Monday, 4 March 2013

Diving for meaning… The Pearl (1929)

Watching this minor surrealist masterwork I was reminded of my English teacher’s response to an attempt I’d made at composing a dada-esque poem (i.e. one without any poetry…), “is this deep - how can I mark it?” I’d been rumbled, but how to judge any work of attempted surrealism – there’s a fine line between the charlatan and the champion (although it was fairly broad in the case of my teenage verse…).

Directed by Henri d' Ursel, The Pearl (1929) owes an obvious debt to Buñuel, Dali and Man Ray… not to mention Louise Feuillade, it’s stylishly done and may well mean something.

Written and starring Georges Hugnet as Le Jeune Homme, The Pearl could signify possession or it could mean love… it may even be just a pearl. I don’t think it matters to any forensic degree, you can overlay your own interpretation according to mood: the key thing is that the film draws you in and makes you think. This properly defies any constraining interpretations and, by the rules, your guess is as good as mine.
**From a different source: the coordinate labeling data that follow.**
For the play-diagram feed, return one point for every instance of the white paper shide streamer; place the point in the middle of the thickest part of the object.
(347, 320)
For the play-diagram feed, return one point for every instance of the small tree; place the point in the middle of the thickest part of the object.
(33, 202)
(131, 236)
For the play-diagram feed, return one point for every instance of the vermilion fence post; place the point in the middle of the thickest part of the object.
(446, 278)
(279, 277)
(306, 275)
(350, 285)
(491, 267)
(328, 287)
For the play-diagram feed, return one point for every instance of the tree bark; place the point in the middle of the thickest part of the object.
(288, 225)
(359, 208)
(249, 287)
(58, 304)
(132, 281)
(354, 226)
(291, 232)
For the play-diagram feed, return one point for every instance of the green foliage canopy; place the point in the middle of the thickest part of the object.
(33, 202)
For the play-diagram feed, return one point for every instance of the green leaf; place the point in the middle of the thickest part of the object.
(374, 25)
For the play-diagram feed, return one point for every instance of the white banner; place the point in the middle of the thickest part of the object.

All we know for certain is what happens on screen. A pearl is made and extracted from the sea. A young Lulu (Mary Stutz) waits in her garden for her fiancé and he sets off to buy her a pearl necklace.

Waiting for her man...
Here is the films funniest joke as Lulu looks out and we see her man running through woods, rowing across a river then running through town getting distracted by a street game… You expect her to view him directly but he’s far away, initially heroic and then just distracted.

But he has it in mind to buy his girl a pearl necklace.

Georges Hugnet
At the jewellery store, a pretty shop assistant (Kissa Kouprine) steals pearls and carelessly hides them in her stocking top which is all too visible as she sits chatting on a ledge. The girl has no name and is only referenced in the title sequence as La Voleuse – The Thief.

Kissa Kouprine
The young man reports her to the manager and she is fired. He leaves the shop with his pearls and she follows him, hitching a ride on his bike. The man crashes his bike and the string of pearls is broken… the man searches but there is still a pearl missing. It rolled directly to La Voleuse who walks off with it leaving him fatuously pawing the ground...

Georges Hugnet and Kissa Kouprine
As in a dream the young man journeys to a hotel. Here La Voleuse is everywhere, appearing in a tight-fitting silver-grey cat suit – an updated, sleeker version of Irma Vep - from every corridor, pursuing the man and his pearls. She is not alone and there are other women all wearing the same costume. Are all women looking for “The Pearl”?

La Voleuse shares a bath with one of her doppelgangers and the two play dice. Is this a celebration of chance or an actual game to decide a winner?

The man and La Voleuse share a room and clearly more as they wake the next day. Decisions need to be made. Who gets the pearls now?

He's just a boy who can't say no...
Then the Man is disturbed by a sleepwalker (Renée Savoy) who he follows through the building and onto the roof. It feels like leading somewhere but, as Ursel cuts back to Lulu… it’s not clear whether she’ll ever get the intended present…

The man returns to Lulu with a letter explaining his purchase and his sorrow…the somnambulist casually deposits the pearls around Lulu’s neck and she is united with her fiancé… but too much distance is now between them. The young man walks off and spots La Voleuse…giving chase…

Renée Savoy
We’ve all had days like these, distracted from our purpose by random chance and the subsequent emergence of new possibilities.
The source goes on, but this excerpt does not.